Samson immediately put a call into Ms. Cynthia, demanding to speak to Theressa.
He met the Mayor's son in a private conference room at the Municipal Building.
Theressa was young, clean-cut, and possessed the same manufactured anxiety as his father, only layered with youthful arrogance. He played the part of the uninterested student perfectly.
"Mr. Samson, I don't know why I'm here," Theressa said, crossing his arms. "I was home late that night, asleep."
"Lies are merely an attempt to build a comfortable house on a shaky foundation, Theressa," Samson said, leaning back and balancing his left foot on his right knee. "The foundation of your alibi has just collapsed.
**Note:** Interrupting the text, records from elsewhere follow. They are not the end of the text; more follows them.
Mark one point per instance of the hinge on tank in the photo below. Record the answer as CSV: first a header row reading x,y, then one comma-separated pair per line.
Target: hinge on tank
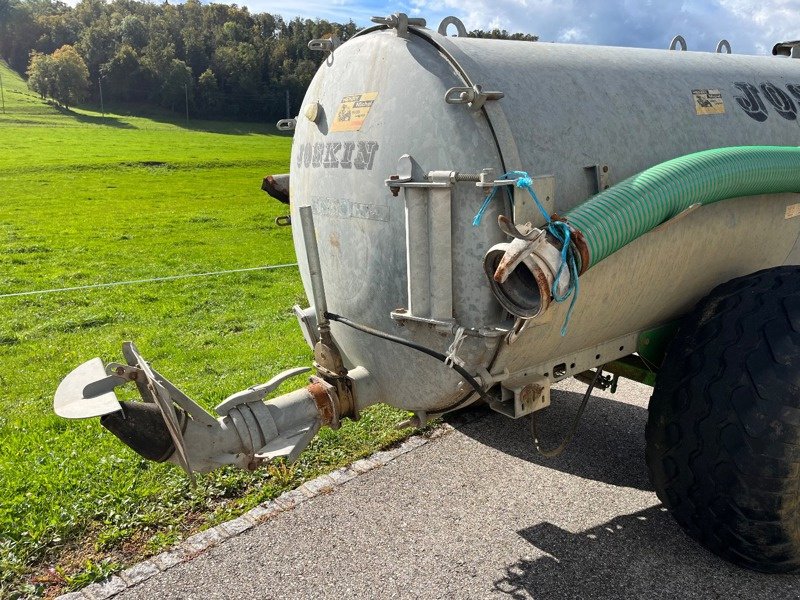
x,y
791,49
400,22
326,45
473,97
Your father's gardener, George, saw you and Chris near the side gate of the Walter estate around 3:30 AM, hours before the body was found. He heard you say, 'You can't do this, Chris! It will ruin us both!"
Theressa's face went white. He knew the game was up. He slumped back in his chair.
"It wasn't a murder," Theressa whispered, his voice trembling. "It was an accident. Chris and I were just trying to… to stop the madness."
"Stop the madness of Mr. Walter?" Samson prompted. "Tell me the truth, Theressa. Your father, Mayor William, was in trouble. Walter was threatening to expose a financial conspiracy concerning the Development Fund that would ruin your father, correct?"
"Yes! That's why I was involved!" Theressa blurted out. "My father was clean, but Walter had manipulated the numbers he kept a separate ledger that looked like my father was getting massive kickbacks, when really, it was just Walter hiding his own skimming. Walter was going to use that ledger to destroy my father at the Economic Summit and take over the whole fund."
Samson was intensely focused. "How did you and Chris plan to stop him?"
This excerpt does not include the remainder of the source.